Les échecs du Congrès de la Fédération étudiante de l’UdeS
Les échecs du Congrès de la Fédération étudiante de l’UdeS
Léo Boivin
redaction@journalclarte.ca
Février 2023
Réunies en congrès le dimanche 5 février 2023, les associations étudiantes membres de la Fédération étudiante de l’Université de Sherbrooke (FEUS) se sont prononcées sur les mandats de leurs représentant.e.s à la Fédération, et sur les positions politiques de ce regroupement représentant plus de 15 000 membres sur l’ensemble des campus de l’Université de Sherbrooke.
Malheureusement, malgré la discussion qui fût fougueuse par moments, le Congrès a refusé de se prononcer sur les questions politiques de fond entourant la conjoncture du moment. Il a également refusé de s’engager dans la lutte pour la gratuité scolaire, remettant en question sa souhaitabilité.
Ce Congrès, il se résume par deux grands échecs.
Échec sur la question de l’impérialisme
L’invasion illégale et dévastatrice de l’Ukraine par la Fédération de Russie l’an dernier, et la guerre qui s’en est ensuivie n’a pas fini de faire couler l’encre. La FEUS s’est donc positionnée lors de son Congrès contre les guerres « qui n’ont pas comme objectif de défendre les droits et libertés humaines. »
Ce concept cité de « droits et libertés » est bien éloquent, mais très imprécis. La guerre en Irak, l’invasion de l’Ukraine, la guerre en Yougoslavie, l’occupation illégale d’Israël en Palestine, etc. ont toutes été « justifiés » par les parties agresseures – les parties impérialistes – comme étant « en défense des droits humains. »
Une seule délégation sur onze (4 délégué.e.s sur plus d’une soixantaine) a tenté de remettre à l’ordre le congrès en mettant en évidence le lien indéniable entre l’agression armée et l’impérialisme. La délégation en question a aussi insisté sur le rôle de l’impérialisme dans la suppression de la souveraineté des pays impérialisés au profit des pays capitalistes les plus riches, et la nature exploitatrice de cette relation.
Plutôt que de baser son analyse dans des termes scientifiques, et d’adopter une position large contre l’impérialisme, le congrès a préféré répéter l’appel à la guerre de la bourgeoisie des pays de l’OTAN en usant d’une position facilement adultérable par cette dernière. La lutte à l’impérialisme, elle, ne peut être détournée en faveur de la bourgeoisie, car elle s’y attaque directement.

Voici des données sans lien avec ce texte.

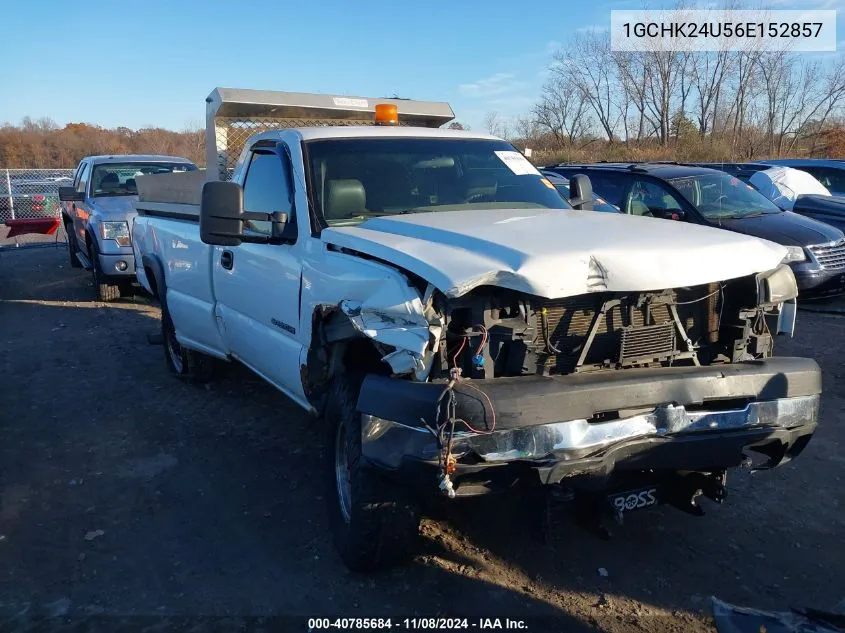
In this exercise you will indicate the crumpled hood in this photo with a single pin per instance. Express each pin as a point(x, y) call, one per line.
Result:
point(112, 208)
point(556, 253)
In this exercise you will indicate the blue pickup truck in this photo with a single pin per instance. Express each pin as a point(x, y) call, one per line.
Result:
point(97, 212)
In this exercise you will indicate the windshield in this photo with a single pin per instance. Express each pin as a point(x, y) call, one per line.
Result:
point(599, 204)
point(721, 196)
point(118, 179)
point(359, 178)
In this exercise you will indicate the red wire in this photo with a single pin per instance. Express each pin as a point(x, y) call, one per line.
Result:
point(486, 397)
point(460, 349)
point(483, 339)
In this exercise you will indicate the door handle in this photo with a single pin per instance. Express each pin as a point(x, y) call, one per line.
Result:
point(227, 260)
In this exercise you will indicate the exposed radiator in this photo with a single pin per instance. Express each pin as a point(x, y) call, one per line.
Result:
point(627, 335)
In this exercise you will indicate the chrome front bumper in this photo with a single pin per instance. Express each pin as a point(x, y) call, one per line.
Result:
point(387, 443)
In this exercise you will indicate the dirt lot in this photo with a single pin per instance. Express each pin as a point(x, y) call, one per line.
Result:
point(125, 492)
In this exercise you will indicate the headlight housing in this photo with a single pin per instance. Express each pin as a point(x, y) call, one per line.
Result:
point(794, 254)
point(117, 231)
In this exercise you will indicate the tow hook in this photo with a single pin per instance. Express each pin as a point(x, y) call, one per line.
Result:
point(685, 491)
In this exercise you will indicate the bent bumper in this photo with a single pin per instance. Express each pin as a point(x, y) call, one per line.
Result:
point(819, 282)
point(673, 418)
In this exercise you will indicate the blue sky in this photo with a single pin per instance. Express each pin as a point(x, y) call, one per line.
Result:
point(152, 63)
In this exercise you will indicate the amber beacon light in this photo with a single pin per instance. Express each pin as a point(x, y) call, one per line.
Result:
point(386, 114)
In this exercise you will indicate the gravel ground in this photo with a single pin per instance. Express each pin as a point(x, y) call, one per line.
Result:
point(126, 493)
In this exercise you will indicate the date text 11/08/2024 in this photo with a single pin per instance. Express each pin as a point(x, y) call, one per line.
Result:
point(416, 624)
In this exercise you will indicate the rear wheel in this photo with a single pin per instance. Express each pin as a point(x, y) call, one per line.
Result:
point(373, 523)
point(186, 363)
point(72, 246)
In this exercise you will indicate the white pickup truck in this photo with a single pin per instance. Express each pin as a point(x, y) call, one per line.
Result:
point(460, 328)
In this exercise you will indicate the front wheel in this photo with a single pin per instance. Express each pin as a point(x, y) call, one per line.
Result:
point(72, 246)
point(374, 524)
point(105, 291)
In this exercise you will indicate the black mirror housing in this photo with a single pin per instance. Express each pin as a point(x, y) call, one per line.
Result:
point(221, 213)
point(70, 194)
point(581, 192)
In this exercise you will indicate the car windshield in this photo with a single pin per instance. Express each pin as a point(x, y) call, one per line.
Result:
point(359, 178)
point(118, 179)
point(721, 196)
point(599, 204)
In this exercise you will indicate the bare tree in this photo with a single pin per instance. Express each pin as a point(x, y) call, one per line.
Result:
point(587, 65)
point(495, 125)
point(709, 72)
point(561, 111)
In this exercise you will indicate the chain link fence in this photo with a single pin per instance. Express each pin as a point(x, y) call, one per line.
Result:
point(27, 194)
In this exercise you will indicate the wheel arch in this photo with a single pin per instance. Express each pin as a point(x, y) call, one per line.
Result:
point(154, 270)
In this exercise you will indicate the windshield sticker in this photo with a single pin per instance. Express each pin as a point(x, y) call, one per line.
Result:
point(346, 102)
point(517, 163)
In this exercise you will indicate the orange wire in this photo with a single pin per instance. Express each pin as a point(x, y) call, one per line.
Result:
point(460, 349)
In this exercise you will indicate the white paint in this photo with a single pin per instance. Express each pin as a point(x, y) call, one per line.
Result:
point(782, 185)
point(517, 163)
point(555, 253)
point(262, 311)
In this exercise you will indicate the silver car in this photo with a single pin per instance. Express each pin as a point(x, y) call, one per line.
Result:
point(98, 210)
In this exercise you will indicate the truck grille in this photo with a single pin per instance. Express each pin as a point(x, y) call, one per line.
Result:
point(830, 256)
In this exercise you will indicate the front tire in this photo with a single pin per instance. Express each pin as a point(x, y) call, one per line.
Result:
point(187, 364)
point(373, 523)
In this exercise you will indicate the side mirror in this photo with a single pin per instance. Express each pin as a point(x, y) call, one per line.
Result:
point(70, 194)
point(581, 192)
point(221, 213)
point(222, 217)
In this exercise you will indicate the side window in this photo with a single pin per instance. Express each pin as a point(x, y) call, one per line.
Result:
point(82, 183)
point(833, 179)
point(78, 173)
point(266, 190)
point(651, 199)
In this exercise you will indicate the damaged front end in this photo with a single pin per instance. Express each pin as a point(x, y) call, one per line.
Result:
point(496, 385)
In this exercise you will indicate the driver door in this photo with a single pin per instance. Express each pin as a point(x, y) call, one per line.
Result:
point(256, 285)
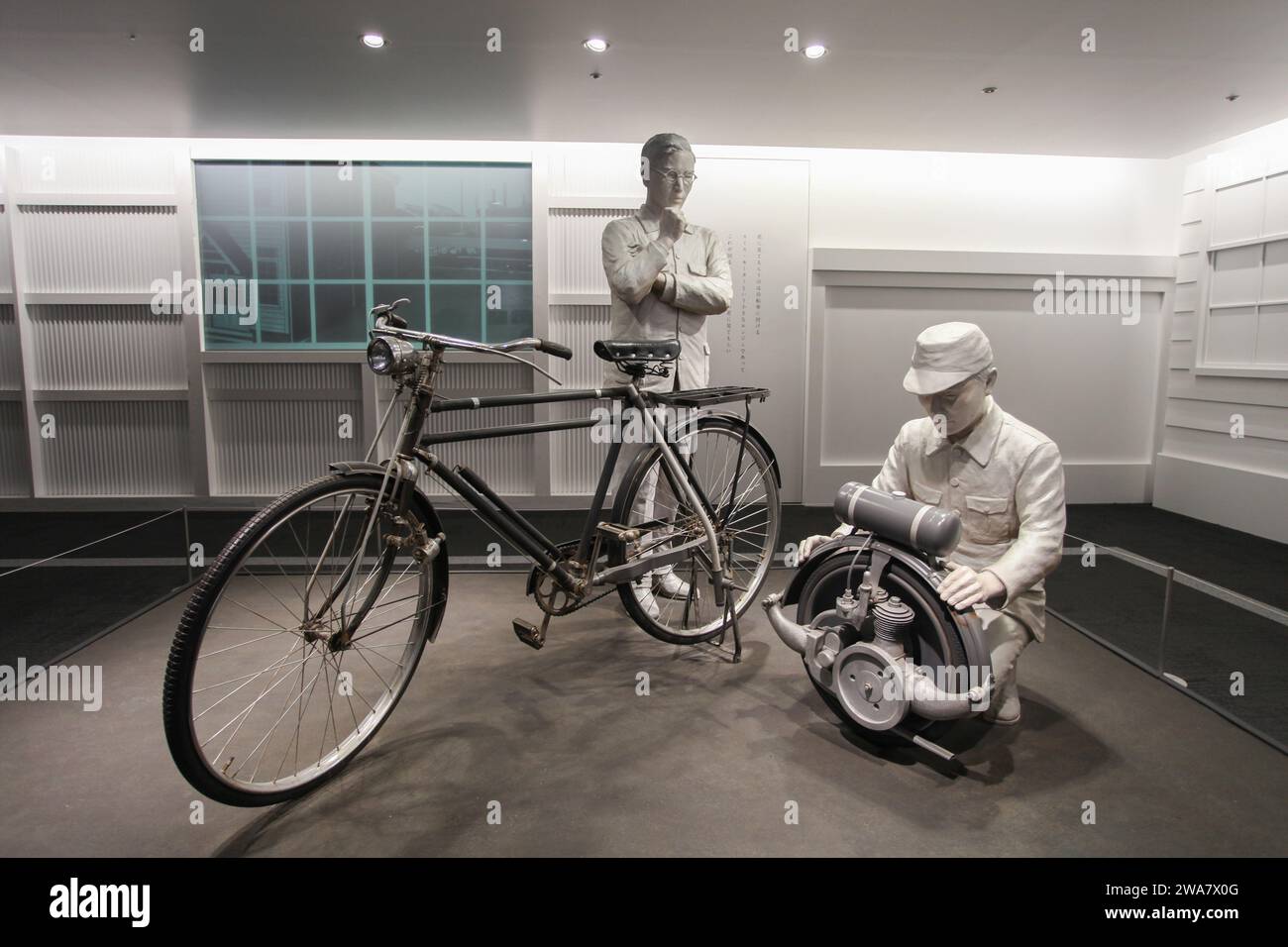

La FEUS a donc commis l’erreur grave d’abdiquer de son potentiel dans la construction d’une coalition antiimpérialiste large au Québec, d’un mouvement québécois pour la paix.
Échec sur la question de la gratuité scolaire
Le mouvement pour la gratuité scolaire est la lutte la plus importante pour le mouvement étudiant à-travers le Québec. Comment s’expliquer alors que les discussions émanant du Congrès de la FEUS semblaient remettre en question la vertu de militer pour cette fin? La position de classe des délégué.e.s serait peut être également à remettre en question. Certaines délégations refusaient de s’immiscer dans le débat pour cause de la nature politique de ce dernier. Ce prétexte n’est en fait que couardise devant un enjeu central.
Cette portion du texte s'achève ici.